Posted by Tim Joy on 12/3/2008
In Reply To:Cultural SD Posted by Lees N. Stuntz on 12/2/2008

 

Message:

Some years back at La Salle, we offered a course called “Northwest Rhythms,” a look at the natural rates of change in the Pacific Northwest with an attempt to consider to what extent humans are living WITHIN those rates. We stayed away from modeling for a few weeks, instead looking at a local watershed, Johnson Creek. The small creek came off the glacier flows of Mt. Hood (~50 miles east of Portland), flowed through virgin forests, suburban tracts, eastside industrial facilities and into the Willamette River, thence to the Columbia and the Pacific Ocean. Johnson Creek flowed through a National Forest, two counties, six cities, and multiple business and residential interests. Many students were able to locate on a map where they, or someone they knew, lived near the creek or in the watershed itself. Most drove over a bridge crossing the creek. Everyone knew that it flooded every year, usually more than once. We looked at maps, wondered what the watershed might have looked like before the Oregon Territory boomed, what local and national interests had done to the creek in 150 years.

Then we started playing games: Fishbanks, and AgLand. We looked out the window of our classroom – up the hillside that lay south of Johnson Creek about a mile from our school. Recently cleared for multiple apartment complexes, the hillside was a brown slab of land. Students wondered if something would happen once the rains began. We used hand drawn time graphs – road building, population increase, industrial expansion, Army Corps of Engineers flood abatement work, the course of a water year. Our mantra was straightforward: people need to live somewhere, people need jobs, and the Pacific Northwest is really beautiful. Now what?

At some point we did build models, but simple ones – just basic concepts that demonstrated what the students were seeing: one or two stock models, but, ultimately, showing a closed loop with population and various impacts on land. No question, though, that the simple models helped them visualize what was happening, and also helped them understand the different time scales.

The class was not an environmental class, was not a science class, was not a math class, and was not a political class. This was so because I don’t know any of that stuff, but even more so because we wanted a chance to see the corner of the world we inhabit as a place to learn about how to live well. It was simply about where we live and what kind of life we’d like to have. How, then, do we ensure that? Can we?

Focusing on a watershed helped shape the course around personal interests – “I drink this water.” Kids wanted to know.
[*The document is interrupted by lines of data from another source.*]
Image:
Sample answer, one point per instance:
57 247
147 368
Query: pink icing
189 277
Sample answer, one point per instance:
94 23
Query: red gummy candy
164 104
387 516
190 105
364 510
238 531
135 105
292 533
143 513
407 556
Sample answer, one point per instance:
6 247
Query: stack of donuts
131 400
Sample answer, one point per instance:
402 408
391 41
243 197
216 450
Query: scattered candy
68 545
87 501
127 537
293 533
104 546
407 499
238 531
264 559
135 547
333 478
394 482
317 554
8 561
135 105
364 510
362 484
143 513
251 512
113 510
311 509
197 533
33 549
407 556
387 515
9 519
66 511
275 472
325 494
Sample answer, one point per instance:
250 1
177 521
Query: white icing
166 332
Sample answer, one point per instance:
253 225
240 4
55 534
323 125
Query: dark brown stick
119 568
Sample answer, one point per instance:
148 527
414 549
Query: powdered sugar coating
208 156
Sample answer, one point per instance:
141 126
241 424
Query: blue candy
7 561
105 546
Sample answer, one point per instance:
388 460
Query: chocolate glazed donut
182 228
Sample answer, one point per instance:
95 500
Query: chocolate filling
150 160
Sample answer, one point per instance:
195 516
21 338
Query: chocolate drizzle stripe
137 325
An aside (or, perhaps, more to the point) this question of whether we can devise a course wherein students learn SD concepts without “teaching modeling” is a HUGE concern. And I do not think it is merely a matter of devising such a course here or there; rather, this is THE ONLY WAY systems dynamics will have some academic lift in schools.

There’s a vocabulary here people need that’s beginning to emerge on the national level – Greenspan recently mentioned when he last testified that his “economic model did not explain” what recently happened on the global scene. Good sign. The model’s broken. Time for a new story, a more accurate story.
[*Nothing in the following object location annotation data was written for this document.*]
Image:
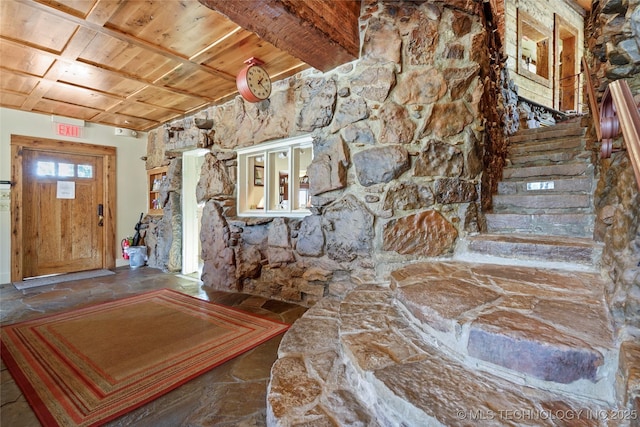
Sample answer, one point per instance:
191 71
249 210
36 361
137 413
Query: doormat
94 364
60 278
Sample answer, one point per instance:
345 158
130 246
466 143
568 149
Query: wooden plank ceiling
138 64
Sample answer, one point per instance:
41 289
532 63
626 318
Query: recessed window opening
273 180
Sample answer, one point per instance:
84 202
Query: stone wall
613 42
399 143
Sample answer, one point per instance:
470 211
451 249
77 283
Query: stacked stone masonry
397 168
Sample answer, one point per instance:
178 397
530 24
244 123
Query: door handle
100 215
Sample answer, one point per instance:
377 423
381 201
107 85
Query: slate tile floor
232 394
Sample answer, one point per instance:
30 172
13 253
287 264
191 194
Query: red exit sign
65 129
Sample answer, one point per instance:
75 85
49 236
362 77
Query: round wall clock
254 83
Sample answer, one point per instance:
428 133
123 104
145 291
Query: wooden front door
62 202
62 195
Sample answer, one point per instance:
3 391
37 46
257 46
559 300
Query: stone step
557 131
367 360
546 186
549 157
566 169
568 224
542 203
533 247
521 319
572 145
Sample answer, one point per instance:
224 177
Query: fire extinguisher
125 248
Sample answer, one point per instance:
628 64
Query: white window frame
245 177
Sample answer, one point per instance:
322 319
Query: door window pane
85 171
66 170
45 168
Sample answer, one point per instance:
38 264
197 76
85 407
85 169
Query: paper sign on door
66 190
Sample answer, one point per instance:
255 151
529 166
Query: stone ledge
364 362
I do believe that for this new story to happen there will need to be some love from math teachers, for they too have a story to tell. The math community ought to make its next generational priority to teach young people about exponential change they way they taught previous generations the times tables and algebra: fewer equations, more graphs; less about stasis, more about change.

My way-cool older brother just turned 55 – he can get a senior discount. Time is a funny thing.